Serengeti

Massively multilingual model

Serengeti is a game-changing language model that supports an impressive 517 African languages and language varieties. Have you ever wondered how language models can be more inclusive? Serengeti is the answer. By covering a vast number of languages, it enables improved access to important information for the African community in their native languages. This is especially beneficial for people who may not be fluent in other languages. But that's not all - Serengeti also affords opportunities for language preservation and can help encourage continued use of these languages in various domains. What sets Serengeti apart is its unique approach to addressing the lack of access to technology in many languages. It's developed using publicly available datasets and has been manually curated to ensure quality. While it's not perfect, Serengeti is a significant step towards a more inclusive and equitable language model landscape. With its capabilities, Serengeti has the potential to connect more people globally and make a real difference in the lives of African language speakers.

UBC NLP other Updated 2 years ago

Table of Contents

Model Overview

The Serengeti model is a game-changer for African languages. It’s a multilingual language model that can understand and work with an impressive 517 African languages and language varieties. This is a big deal, as only about 31 African languages were covered in existing language models.

What makes this model special? For starters, it’s the largest multilingual language model for African languages to date. It can help improve access to important information for African communities in their native languages. Plus, it enables language preservation for many African languages that were not previously used in NLP tasks.

Capabilities

So, what can this model do? Here are a few examples:

  • Natural Language Understanding: It excels in eight natural language understanding tasks across 20 datasets. It outperforms other models on 11 datasets across eight tasks, achieving an average F1-score of 82.27.
  • Language Preservation: With this model, you can help preserve many African languages that are not currently used for NLP tasks. This model can encourage continued use of these languages in various domains.
  • Improved Access to Information: It enables improved access to important information for the African community in Indigenous African languages. This is especially beneficial for people who may not be fluent in other languages.

How it Works

This model uses a technique called masked language modeling to predict missing words in a sentence. Here’s an example of how to use it in code:

from transformers import AutoTokenizer, AutoModelForMaskedLM

tokenizer = AutoTokenizer.from_pretrained("UBC-NLP/serengeti", use_auth_token="XXX")
model = AutoModelForMaskedLM.from_pretrained("UBC-NLP/serengeti", use_auth_token="XXX")

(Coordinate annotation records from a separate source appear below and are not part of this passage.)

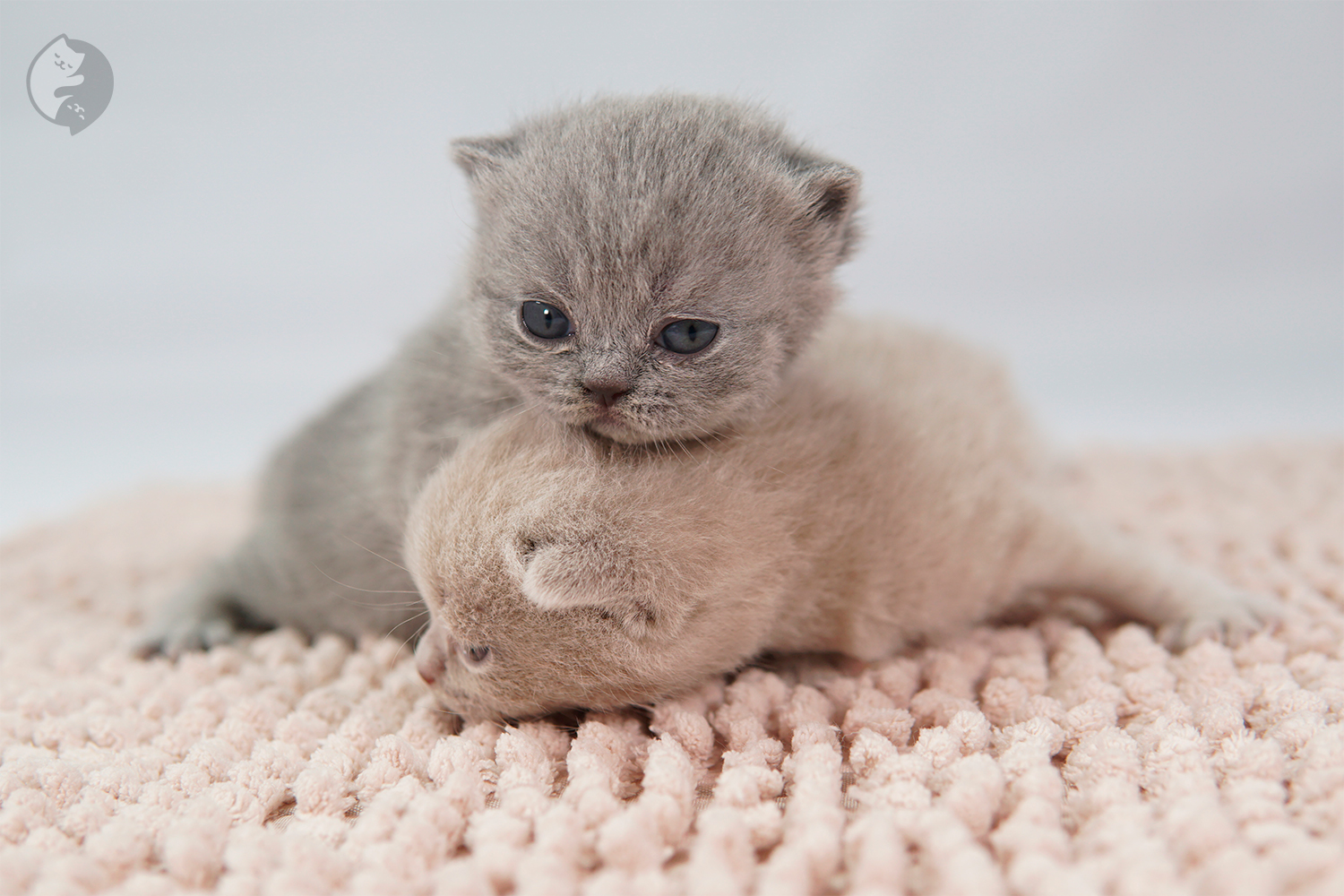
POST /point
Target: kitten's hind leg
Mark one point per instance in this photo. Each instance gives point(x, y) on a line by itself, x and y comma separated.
point(206, 613)
point(1070, 552)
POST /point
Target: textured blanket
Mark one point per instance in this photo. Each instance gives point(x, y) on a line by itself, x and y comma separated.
point(1046, 758)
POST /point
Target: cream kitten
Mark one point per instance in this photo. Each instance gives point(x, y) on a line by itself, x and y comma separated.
point(894, 495)
point(642, 269)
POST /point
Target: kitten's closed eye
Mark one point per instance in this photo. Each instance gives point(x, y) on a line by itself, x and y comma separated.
point(475, 657)
point(687, 338)
point(546, 322)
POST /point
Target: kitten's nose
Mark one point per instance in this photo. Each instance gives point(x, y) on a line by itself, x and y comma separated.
point(607, 392)
point(430, 656)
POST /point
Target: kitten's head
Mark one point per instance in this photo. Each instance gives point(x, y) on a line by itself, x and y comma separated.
point(559, 576)
point(647, 268)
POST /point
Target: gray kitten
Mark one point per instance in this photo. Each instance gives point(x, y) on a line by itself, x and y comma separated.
point(644, 269)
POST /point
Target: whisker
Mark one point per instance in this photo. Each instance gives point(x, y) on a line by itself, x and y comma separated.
point(375, 554)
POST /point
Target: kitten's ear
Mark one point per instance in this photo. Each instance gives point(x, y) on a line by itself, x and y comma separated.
point(590, 573)
point(830, 198)
point(481, 155)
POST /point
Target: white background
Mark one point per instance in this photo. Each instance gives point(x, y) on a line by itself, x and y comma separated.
point(1140, 204)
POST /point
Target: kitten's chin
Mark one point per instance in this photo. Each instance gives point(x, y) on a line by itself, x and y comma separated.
point(618, 432)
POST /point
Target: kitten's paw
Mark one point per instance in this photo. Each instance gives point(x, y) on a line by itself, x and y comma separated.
point(1233, 619)
point(177, 634)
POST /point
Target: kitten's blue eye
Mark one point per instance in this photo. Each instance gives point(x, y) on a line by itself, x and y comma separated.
point(687, 338)
point(545, 322)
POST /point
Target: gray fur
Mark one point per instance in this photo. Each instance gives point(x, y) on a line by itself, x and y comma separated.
point(625, 212)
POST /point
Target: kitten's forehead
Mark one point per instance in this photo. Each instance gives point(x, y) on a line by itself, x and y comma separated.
point(640, 198)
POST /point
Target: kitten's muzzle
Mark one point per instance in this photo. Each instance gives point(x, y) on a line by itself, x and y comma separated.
point(607, 392)
point(432, 654)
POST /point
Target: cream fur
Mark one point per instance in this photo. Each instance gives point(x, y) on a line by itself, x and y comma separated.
point(894, 495)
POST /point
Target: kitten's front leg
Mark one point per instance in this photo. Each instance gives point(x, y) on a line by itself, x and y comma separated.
point(1070, 552)
point(207, 611)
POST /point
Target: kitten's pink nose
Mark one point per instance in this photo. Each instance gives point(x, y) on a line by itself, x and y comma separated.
point(607, 392)
point(430, 656)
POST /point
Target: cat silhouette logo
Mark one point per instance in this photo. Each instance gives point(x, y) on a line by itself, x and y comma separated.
point(70, 83)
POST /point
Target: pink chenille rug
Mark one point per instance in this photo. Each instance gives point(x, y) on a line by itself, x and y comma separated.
point(1038, 759)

classifier = pipeline("fill-mask", model=model, tokenizer=tokenizer)
classifier("ẹ jọwọ, ẹ \<mask> mi")  # Yoruba
Examples
ẹ jọwọ, ẹ <mask> mi ẹ jọwọ, ẹ ọmọ mi
What is the meaning of the Yoruba phrase 'ẹ jọwọ, ẹ ọmọ mi'? Hello, my child
Translate the English phrase 'Hello, my child' to Igbo Ndewo, nwa m

Benefits

So, what are the benefits of using this model? Here are a few:

  • Improved access to information for African communities
  • Language preservation for many African languages
  • Opportunities for language development and research

Ethics and Bias

The developers of this model are committed to mitigating bias and discrimination. They used manual curation of datasets and worked with native speakers to ensure the quality of the data. However, they acknowledge that there may still be biases present in the data and encourage further research and analysis.

Performance

This model is a powerhouse when it comes to processing multiple languages, especially African languages. But how does it perform in various tasks? Let’s dive in!

Speed

This model is incredibly fast, thanks to its massive multilingual capabilities. It can process and understand text from 517 African languages and language varieties, making it a game-changer for natural language understanding tasks.

Accuracy

This model boasts an impressive average F1-score of 82.27 across eight natural language understanding tasks and 20 datasets. This means it can accurately understand and process text from various languages, including those that were previously underrepresented in language models.

Efficiency

This model is designed to be efficient, allowing it to perform well on a wide range of tasks. Its ability to understand multiple languages makes it an excellent choice for applications where language diversity is essential.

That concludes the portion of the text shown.